Updated: June 19, 2025 11:25

Image Source: Times Now
A viral LinkedIn post by investment banker Sarthak Ahuja has set off a national discussion: is ₹70 lakh a year still "middle class" in India's metro cities? For Ahuja, the answer is yes—and it's not as comforting as it sounds.
 
- ₹70 lakh pre-tax profits equal ₹50 lakh after tax deduction, or around ₹4.1 lakh a month.
 
- Principal fixed expenses:
  • - ₹1.7 lakh for a ₹2 crore home loan EMI
  • - ₹65,000 for a ₹20 lakh car loan
  • - ₹50,000 for overseas school charges
  • - ₹15,000 for the domestic staff
- That will be just ₹1 lakh remaining for fuel, healthcare, entertainment, groceries, and savings.
 
Ahuja calls this the "new middle class"—urban professionals who have good paper incomes but shallow pockets.
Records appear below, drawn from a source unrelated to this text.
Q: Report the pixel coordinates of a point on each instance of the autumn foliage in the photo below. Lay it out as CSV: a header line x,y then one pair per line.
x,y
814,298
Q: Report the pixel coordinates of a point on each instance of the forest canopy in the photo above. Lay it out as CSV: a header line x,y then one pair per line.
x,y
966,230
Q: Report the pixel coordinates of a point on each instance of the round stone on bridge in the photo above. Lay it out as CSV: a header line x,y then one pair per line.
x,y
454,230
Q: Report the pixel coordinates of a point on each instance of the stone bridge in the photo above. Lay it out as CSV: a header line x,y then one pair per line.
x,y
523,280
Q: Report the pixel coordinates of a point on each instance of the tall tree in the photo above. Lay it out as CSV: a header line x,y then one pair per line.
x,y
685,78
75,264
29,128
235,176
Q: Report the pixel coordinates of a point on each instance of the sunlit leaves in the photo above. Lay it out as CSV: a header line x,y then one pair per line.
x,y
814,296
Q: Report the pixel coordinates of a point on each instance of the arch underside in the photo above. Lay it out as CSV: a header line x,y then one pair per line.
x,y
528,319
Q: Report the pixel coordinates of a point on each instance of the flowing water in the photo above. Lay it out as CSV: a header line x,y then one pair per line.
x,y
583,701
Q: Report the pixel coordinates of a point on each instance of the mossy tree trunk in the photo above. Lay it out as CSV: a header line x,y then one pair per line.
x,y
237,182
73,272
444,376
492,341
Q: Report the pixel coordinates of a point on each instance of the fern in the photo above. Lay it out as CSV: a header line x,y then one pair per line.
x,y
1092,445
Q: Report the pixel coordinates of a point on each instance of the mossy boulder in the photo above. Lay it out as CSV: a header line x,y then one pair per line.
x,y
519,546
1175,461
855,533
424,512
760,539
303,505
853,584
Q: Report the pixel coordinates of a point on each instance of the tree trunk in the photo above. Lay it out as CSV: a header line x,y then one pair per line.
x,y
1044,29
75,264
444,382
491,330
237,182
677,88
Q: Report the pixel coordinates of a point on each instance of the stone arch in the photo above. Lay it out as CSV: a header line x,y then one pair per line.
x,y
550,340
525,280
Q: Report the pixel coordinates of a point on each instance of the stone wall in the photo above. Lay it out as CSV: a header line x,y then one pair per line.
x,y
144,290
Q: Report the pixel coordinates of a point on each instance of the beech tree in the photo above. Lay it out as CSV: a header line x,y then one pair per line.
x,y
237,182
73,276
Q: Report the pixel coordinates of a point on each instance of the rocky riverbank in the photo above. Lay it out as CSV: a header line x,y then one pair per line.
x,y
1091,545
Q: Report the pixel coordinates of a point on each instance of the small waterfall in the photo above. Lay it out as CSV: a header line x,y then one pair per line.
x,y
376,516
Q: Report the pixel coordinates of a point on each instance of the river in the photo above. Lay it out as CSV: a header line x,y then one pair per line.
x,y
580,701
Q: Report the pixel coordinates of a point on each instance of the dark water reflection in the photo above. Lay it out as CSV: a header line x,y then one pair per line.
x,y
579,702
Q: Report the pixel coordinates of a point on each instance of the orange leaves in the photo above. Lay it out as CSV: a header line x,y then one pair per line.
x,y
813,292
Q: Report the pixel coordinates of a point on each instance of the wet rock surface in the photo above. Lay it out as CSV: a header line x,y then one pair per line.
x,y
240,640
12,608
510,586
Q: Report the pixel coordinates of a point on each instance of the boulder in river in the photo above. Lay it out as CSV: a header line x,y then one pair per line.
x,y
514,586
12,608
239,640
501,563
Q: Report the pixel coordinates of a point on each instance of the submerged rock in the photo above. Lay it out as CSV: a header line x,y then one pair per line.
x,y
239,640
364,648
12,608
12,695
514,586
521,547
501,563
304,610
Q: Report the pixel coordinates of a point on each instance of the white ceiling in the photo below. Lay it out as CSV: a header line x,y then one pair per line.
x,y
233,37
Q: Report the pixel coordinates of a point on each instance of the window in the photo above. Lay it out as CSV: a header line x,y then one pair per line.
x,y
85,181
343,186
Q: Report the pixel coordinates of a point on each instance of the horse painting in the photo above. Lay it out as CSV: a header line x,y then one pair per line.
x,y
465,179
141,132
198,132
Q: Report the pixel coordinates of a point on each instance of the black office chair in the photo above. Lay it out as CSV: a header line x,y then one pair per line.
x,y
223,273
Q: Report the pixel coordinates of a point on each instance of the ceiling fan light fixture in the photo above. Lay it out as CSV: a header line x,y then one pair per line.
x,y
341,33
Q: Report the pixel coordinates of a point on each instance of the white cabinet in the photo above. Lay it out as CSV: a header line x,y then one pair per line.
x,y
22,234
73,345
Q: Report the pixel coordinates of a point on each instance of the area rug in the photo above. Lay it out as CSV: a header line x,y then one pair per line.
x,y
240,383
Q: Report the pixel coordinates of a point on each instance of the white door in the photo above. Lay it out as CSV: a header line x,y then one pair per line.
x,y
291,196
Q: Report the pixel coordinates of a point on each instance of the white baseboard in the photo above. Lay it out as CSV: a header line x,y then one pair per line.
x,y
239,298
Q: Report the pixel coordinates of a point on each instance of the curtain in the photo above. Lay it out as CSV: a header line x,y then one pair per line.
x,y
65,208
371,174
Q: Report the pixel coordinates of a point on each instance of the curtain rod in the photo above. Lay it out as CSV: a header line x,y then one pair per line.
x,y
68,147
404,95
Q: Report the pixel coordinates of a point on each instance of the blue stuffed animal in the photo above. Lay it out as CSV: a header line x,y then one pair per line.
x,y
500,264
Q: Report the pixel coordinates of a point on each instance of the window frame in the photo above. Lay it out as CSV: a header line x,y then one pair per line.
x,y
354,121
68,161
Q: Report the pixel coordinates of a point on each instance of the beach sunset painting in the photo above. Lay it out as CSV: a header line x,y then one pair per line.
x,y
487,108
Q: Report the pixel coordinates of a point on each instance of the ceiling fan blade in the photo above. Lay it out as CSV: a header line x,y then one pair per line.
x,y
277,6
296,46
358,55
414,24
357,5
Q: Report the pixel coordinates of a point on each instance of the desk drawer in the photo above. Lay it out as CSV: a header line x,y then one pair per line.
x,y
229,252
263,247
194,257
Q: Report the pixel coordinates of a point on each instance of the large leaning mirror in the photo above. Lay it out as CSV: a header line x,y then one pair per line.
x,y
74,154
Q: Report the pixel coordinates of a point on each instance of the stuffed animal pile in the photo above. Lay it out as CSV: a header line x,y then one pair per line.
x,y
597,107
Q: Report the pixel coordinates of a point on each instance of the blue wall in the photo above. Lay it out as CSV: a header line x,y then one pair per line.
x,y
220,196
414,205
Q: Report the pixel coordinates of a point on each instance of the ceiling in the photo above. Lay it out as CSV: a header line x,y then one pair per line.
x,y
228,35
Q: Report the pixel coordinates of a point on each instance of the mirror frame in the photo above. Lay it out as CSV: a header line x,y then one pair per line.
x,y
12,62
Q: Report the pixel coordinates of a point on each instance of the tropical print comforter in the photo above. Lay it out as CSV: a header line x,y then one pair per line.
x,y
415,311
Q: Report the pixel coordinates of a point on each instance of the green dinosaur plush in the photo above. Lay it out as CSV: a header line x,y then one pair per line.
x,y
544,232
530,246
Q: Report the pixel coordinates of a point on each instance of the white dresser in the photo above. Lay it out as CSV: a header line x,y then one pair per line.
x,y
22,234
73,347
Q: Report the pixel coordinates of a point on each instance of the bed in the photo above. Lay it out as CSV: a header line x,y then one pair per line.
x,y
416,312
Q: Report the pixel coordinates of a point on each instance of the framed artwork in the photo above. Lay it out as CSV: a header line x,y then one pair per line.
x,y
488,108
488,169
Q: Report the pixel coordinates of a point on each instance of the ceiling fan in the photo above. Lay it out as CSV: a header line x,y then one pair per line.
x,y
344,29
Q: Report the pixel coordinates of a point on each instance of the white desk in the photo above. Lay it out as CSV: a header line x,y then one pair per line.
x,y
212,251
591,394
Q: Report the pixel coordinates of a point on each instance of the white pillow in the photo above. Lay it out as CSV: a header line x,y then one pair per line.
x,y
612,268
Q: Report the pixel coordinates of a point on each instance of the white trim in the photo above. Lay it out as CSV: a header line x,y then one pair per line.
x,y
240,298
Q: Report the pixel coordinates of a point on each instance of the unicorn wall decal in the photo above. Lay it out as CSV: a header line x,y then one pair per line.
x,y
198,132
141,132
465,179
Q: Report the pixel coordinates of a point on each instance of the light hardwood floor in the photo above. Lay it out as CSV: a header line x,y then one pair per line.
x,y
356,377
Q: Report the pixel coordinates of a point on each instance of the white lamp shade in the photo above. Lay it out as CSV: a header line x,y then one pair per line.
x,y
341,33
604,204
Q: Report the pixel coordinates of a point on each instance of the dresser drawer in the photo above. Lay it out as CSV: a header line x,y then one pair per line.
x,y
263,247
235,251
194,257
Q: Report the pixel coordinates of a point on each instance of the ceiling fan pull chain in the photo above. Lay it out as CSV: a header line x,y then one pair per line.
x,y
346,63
He blames runaway inflation, very high real estate prices, and social media-driven aspirational consumption. In Mumbai and Gurugram, housing costs can be 30 times the annual salary, making home ownership a long-term burden.
 
Reiterating this warning, Marcellus Investment Managers' Saurabh Mukherjea recognizes that 5–10% of the middle-class households are now stuck in debt, with rising defaults on two-wheeler finance and credit cards. He cites a stark trend: financial savings are at a 50-year trough, non-mortgage debt is a peak in all countries.
 
Takeaway: Being financially independent does not mean high salaries. Ahuja's tip: "Think twice before signing up for a housing loan."